A présent, quelles solutions face à tant de facteurs limitant au développement de nos Etats ? Pour une prévention rigoureuse, la gestion des risques devrait être une partie intégrante du management surtout interculturel de projets et programmes en Afrique d’autant plus que ces derniers présentent de plus en plus une grande complexité tant en termes de montage qu’en termes de gestion. Qui plus est, les énormes besoins en infrastructures des pays de l’Afrique de l’Ouest ont été exhumés et posent d’énormes problèmes de gestion qui ont drainé de considérables risques ayant causé d’importants impacts négatifs du seul fait des manquements dans les systèmes. Dès lors, il est impératif, utile et urgent à la fois que les Etats africains, particulièrement ceux de l’Afrique de l’Ouest, mettent en place des modèles de gestion de risques appropriés, capables d’atténuer et d’amortir les impacts engendrés par ces risques. Une gestion rigoureuse des risques peut être un garant de succès et de réussite car il existe incontestablement une forte corrélation entre la somme d'efforts consacrés et identifiés pour pouvoir gérer les risques d’un projet donné et le niveau de succès escompté du projet. L’absence d’une cellule de suivi-évaluation composée de Spécialistes pluridisciplinaires issus des Administrations publiques et du Privé, de surcroît très avisés sur les problématiques précités , capables de travailler en mode « fast- tract » sur des « hypothèses de risques» fiables , constitue déjà un facteur d’échec potentiel.
2. QUELQUES RECOMMANDATIONS PHARES
Dans une perspective d’anticipation des risques d’échec, il urge de prendre en compte les aspects majeurs suivants:
L’instauration d’une collaboration dynamique dans le cadre d’un partenariat efficace entre les différentes parties prenantes des projets et réformer le système administratif pour atténuer la lourdeur administrative,
L’accroissement des chances de succès des projets grâce à une formation de qualité axée sur les résultats, par une mise en œuvre d’approches viables, fiables, de méthodes et de techniques d'évaluation à multiples critères; La conformité par les projets aux règles des plans d’exécution, en adéquation avec les réalités locales ;
L'acquisition par les équipes dirigeantes de projets de savoir-faire pointu en conduite de projets, d’outils et de techniques en matière de planification et d’exécution de projets et programmes;
Le choix d'une équipe pluridisciplinaire, basée sur des compétences reconnues et une solide expérience et expertise avérées, apte à conduire les projets à bon port ;
Un fort choix d’un leadership doté d'une solide et réelle capacité managériale et d’un véritable pouvoir décisionnel, capable de fédérer les différentes parties autour des grands objectifs des projets et programmes;
La mise en place d’un management performant basé sur de solides procédures de gestion, de suivi et de pilotage (indicateurs de performance, ratios, tableaux de bord, etc.) ;
L'instauration de véritables politiques de communication efficaces entre les différentes parties prenantes des projets (bailleurs, Etats, fournisseurs, clients, prestataires, populations concernées etc.).
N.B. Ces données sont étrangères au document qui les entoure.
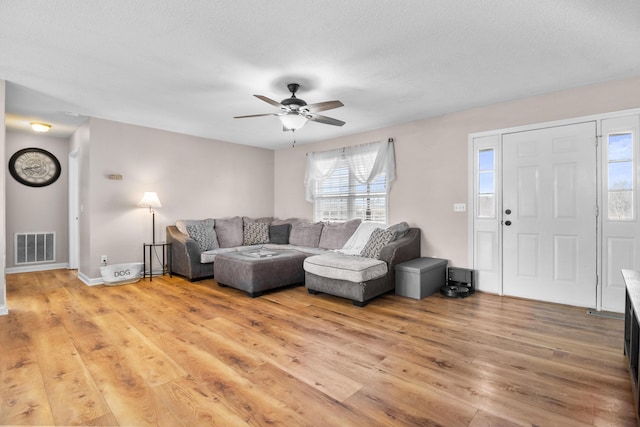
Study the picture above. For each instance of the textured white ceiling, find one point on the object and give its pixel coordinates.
(190, 66)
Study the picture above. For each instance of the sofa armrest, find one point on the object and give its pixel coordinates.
(185, 256)
(401, 250)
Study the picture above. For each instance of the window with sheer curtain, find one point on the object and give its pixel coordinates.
(351, 182)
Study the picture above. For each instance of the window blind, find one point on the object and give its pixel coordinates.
(341, 197)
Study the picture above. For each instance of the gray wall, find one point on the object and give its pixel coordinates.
(38, 209)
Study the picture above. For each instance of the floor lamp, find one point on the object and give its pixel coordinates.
(150, 200)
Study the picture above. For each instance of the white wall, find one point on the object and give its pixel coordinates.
(38, 209)
(431, 160)
(194, 178)
(3, 203)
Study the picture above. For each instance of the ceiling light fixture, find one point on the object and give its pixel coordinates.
(40, 127)
(292, 120)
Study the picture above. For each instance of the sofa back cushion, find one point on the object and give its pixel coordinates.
(306, 234)
(378, 240)
(335, 234)
(230, 232)
(204, 234)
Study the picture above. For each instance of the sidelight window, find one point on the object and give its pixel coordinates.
(620, 179)
(486, 184)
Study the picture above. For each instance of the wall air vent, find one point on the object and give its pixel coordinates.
(31, 248)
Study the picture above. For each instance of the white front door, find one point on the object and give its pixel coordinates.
(549, 214)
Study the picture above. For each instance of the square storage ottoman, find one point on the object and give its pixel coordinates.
(420, 277)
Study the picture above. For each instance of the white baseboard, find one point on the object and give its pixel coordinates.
(36, 267)
(89, 281)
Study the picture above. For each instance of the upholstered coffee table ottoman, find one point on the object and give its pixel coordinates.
(256, 271)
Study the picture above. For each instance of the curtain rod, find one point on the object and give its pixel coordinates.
(390, 139)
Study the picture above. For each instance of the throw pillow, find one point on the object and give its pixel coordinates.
(256, 233)
(204, 234)
(356, 242)
(378, 240)
(279, 234)
(306, 234)
(181, 224)
(399, 230)
(229, 231)
(335, 234)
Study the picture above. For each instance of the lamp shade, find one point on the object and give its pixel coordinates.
(292, 120)
(150, 200)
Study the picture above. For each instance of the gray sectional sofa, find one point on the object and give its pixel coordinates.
(327, 248)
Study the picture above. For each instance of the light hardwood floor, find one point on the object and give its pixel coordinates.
(174, 353)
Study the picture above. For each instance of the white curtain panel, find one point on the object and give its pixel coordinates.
(366, 162)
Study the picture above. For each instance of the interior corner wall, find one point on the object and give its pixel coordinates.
(431, 160)
(3, 203)
(80, 145)
(26, 205)
(194, 178)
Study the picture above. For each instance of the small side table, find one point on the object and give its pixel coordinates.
(148, 249)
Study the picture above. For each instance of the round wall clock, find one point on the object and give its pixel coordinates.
(34, 167)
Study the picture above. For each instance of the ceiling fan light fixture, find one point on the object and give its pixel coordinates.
(40, 127)
(293, 121)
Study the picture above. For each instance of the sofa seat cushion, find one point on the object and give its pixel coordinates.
(208, 257)
(345, 267)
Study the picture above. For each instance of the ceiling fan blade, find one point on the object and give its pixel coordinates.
(323, 106)
(269, 101)
(256, 115)
(324, 120)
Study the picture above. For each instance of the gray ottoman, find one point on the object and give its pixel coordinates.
(254, 274)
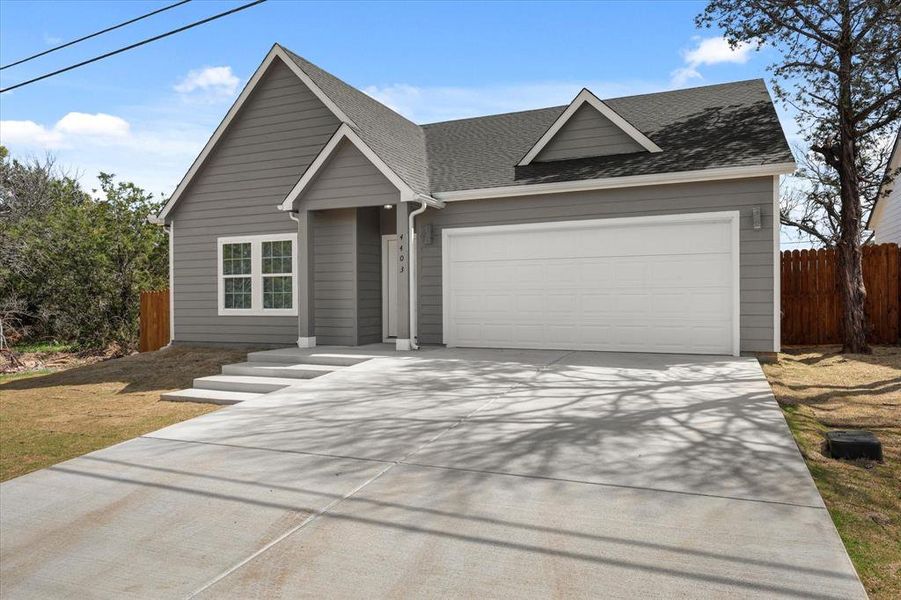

La mise en place d'unités de gestion de conflits et de dispositifs d'arbitrage afin de prévoir et solutionner dans les meilleurs délais les confits, litiges et blocages inhérents aux projets et programmes ;
La mise en place de dispositifs de recueils et de traitement de données et d’indices issus des projets et programmes pour une capitalisation du savoir-faire et des savoirs locaux avec une consolidation du retour d’expériences ;
La forte intégration de l'ensemble des parties prenantes des projets et programmes dès le début des études de préfaisabilité et de faisabilité, basée sur une méthode participative qui prend en compte les intérêts des différentes parties (Etats, bailleurs, populations bénéficiaires, fournisseurs, clients, etc.).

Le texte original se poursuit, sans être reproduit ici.